Some of his other works other included In Praise of Folly, a satirical attack on corruption within the church, and Handbook of the Christian Soldier, which de-emphasized the importance of the sacraments. Erasmus used his abundant wit to ridicule sterile medieval-style scholastic scholars, the corruption of “Christian” rulers who were essentially glorified warlords, and even the very idea of witches, which he demonstrated relied on a faulty translation from the Hebrew of the Old Testament.
Niccolo Machiavelli (1469–1527)
Niccolo Machiavelli was a courtier, a professional politician, ambassador, and official who spent his life in the court of a ruler—in his case, as part of the city government of his native Florence. While in Florence, Machiavelli wrote various works on politics, most notably a consideration of the proper functioning of a republic like Florence itself. Unfortunately for him, Machiavelli was caught up in the whirlwind of power politics at court and ended up being exiled by the Medici.
While in exile, Machiavelli undertook a new work of political theory which he titled The Prince. Here, Machiavelli detailed how an effective ruler should behave: training constantly in war, forcing his subjects to fear (but not hate) him, studying the ancient past for role models like Alexander the Great and Julius Caesar, and never wasting a moment worrying about morality when power was on the line. In the process, Machiavelli created what was arguably the first work of “political science” that abandoned the moralistic approach of how a ruler should behave as a good Christian and instead embraced a practical guide to holding power. He dedicated the work to the Medici in hopes that he would be allowed to return from exile (he detested the rural bumpkins he lived among in exile and longed to return to cosmopolitan Florence). Instead, The Prince caused a scandal when it came out for completely ignoring the role of God and Christian morality in politics, and Machiavelli died not long after. That being noted, Machiavelli is now remembered as a pioneering political thinker. It is safe to assume that far more rulers have consulted The Prince for ideas of how to maintain their power over the years than one of the moralistic tracts that was preferred during Machiavelli’s lifetime.

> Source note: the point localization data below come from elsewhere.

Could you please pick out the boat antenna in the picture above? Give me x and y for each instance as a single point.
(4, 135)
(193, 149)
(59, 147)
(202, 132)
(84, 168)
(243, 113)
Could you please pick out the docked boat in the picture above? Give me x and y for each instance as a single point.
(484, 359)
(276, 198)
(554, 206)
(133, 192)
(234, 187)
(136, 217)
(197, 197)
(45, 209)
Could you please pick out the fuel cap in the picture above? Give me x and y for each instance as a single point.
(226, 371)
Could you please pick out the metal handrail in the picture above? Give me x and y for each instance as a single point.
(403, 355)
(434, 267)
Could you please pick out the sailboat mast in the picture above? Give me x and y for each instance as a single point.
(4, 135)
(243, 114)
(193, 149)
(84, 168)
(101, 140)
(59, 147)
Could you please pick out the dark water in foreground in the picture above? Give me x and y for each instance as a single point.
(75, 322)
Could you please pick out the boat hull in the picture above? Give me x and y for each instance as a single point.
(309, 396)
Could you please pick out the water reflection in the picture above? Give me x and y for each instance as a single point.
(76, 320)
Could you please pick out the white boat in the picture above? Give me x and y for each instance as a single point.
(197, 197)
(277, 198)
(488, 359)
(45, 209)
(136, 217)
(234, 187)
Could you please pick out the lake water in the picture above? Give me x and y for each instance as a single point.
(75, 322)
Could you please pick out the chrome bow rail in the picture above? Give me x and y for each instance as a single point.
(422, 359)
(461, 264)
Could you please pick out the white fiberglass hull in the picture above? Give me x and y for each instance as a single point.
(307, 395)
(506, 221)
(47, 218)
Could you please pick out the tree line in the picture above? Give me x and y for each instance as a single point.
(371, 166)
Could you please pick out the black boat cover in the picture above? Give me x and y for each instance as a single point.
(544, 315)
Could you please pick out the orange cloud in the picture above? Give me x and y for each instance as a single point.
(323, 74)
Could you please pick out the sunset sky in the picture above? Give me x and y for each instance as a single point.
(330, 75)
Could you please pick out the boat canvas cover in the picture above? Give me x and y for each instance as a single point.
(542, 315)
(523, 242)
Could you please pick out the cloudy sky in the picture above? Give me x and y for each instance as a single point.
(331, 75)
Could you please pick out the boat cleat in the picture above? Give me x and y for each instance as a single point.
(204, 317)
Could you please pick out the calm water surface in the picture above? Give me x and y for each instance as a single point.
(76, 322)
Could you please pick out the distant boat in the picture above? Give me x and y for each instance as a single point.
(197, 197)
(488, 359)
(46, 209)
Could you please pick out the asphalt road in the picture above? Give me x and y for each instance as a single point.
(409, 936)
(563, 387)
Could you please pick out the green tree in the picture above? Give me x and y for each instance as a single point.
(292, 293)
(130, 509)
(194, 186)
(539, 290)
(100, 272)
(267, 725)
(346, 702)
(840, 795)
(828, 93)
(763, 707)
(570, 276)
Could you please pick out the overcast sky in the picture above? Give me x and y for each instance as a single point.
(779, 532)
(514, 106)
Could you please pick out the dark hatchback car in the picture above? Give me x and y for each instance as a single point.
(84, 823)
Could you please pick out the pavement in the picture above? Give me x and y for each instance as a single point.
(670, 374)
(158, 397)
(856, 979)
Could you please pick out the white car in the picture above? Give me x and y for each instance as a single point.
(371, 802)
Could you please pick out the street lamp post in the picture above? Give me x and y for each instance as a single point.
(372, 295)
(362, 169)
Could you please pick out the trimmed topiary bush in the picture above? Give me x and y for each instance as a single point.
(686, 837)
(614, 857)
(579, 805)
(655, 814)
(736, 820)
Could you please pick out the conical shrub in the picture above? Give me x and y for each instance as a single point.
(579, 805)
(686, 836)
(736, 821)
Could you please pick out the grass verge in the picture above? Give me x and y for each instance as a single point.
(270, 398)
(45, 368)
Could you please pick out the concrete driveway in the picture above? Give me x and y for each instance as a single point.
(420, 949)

Baldassare Castiglione (1478–1529)
Castiglione was the author of The Courtier, published at the end of his life in 1528. Whereas Machiavelli’s The Prince was a practical guide for rulers, The Courtier was a guide to the nobles, wealthy merchants, high-ranking members of the Church, and other social elites who served and schemed in the courts of princes: courtiers. The work centered on what was needed to win the prince’s favor and to influence him, not just avoiding embarrassment at court. This was tied to the growing sense of what it was to be “civilized”—Italians at the time were renowned across Europe for their refinement, the quality of their dress and jewelry, their wit in conversation, and their good taste. The relatively crude tastes of the nobility of the Middle Ages were “revised” starting in Italy, with Castiglione serving as both a symptom and cause of this shift.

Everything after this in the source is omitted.